The residents of the area were Syriac Christians, an offshot of the Eastern Church. They maintained a convent just outside of the village, which made the village a tourist attraction, at least by Syrian standards. But the true pride and joy of Sednaya was something quite different. The men of the village, fathers and sons, were truck drivers, and they regarded themselves as the finest smugglers in the Arab world. Guns, hashish, whisky, whatever the market required. They knew hidden roads that traversed the peaks of Mount Lebanon, which no customs man had ever seen. They knew tracks in the trackless deserts of Arabia. The men of Sednaya made ideal agents, since they went everywhere and saw everything, but they were also dangerous. A smuggler, after all, is always ready to consider a better offer.
Levi’s agent was supposedly reliable. Ten years on the payroll and never a mistake. Providing purloined military and government documents, unaware that he was working for the Israelis. A man in it purely for the money. A man, thought Levi, who would probably sell his mother for the right price.
The drop was in a wooded area about a mile from the village. Levi approached it very carefully. Careful to avoid surveillance, careful to scout the terrain.
What terrified him, on a run like this, was the possibility that the agent had somehow been caught and turned. That he had been tortured and confessed that on this very day, in this very place, the agent of a foreign intelligence service would be retrieving information that had been left in a hollowed-out log. That at the very moment Levi put his hand into the log to retrieve the packet, a dozen security men would emerge from hiding and arrest him, and take him to a prison where they would torture him, break his bones one by one, until he confessed that he was an Israeli Jew.

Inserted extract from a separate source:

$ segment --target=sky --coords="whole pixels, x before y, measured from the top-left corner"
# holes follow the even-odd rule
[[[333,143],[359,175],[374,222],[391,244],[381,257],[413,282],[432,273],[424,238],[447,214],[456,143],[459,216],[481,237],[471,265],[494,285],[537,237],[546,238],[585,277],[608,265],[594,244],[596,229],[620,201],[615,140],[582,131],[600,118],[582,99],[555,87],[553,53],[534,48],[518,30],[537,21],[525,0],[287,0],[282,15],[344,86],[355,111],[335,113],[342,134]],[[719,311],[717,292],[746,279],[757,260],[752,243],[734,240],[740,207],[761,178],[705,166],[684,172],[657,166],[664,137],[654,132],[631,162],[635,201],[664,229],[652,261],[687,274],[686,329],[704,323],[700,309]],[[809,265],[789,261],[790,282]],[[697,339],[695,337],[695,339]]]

Levi felt in his pocket for the tiny metal case that contained the poison tablet. He put it in his hand as he approached the drop. He had no doubt that he would take it if he was captured. That was part of being a coward. Preferring quick and certain death to the excruciating uncertainty of torture.
Levi retrieved the packet. He closed his eyes. There was dead silence. He looked around. Nothing. Empty space. Two down.
Levi was nearing the city center of Damascus when he noticed the traffic lights. Big and bright on nearly every street corner. That was remarkable enough in the Arab world. But the miracle was that the Damascene motorists actually stopped at the lights, yielded at the intersections, gave way to incoming traffic at the circles.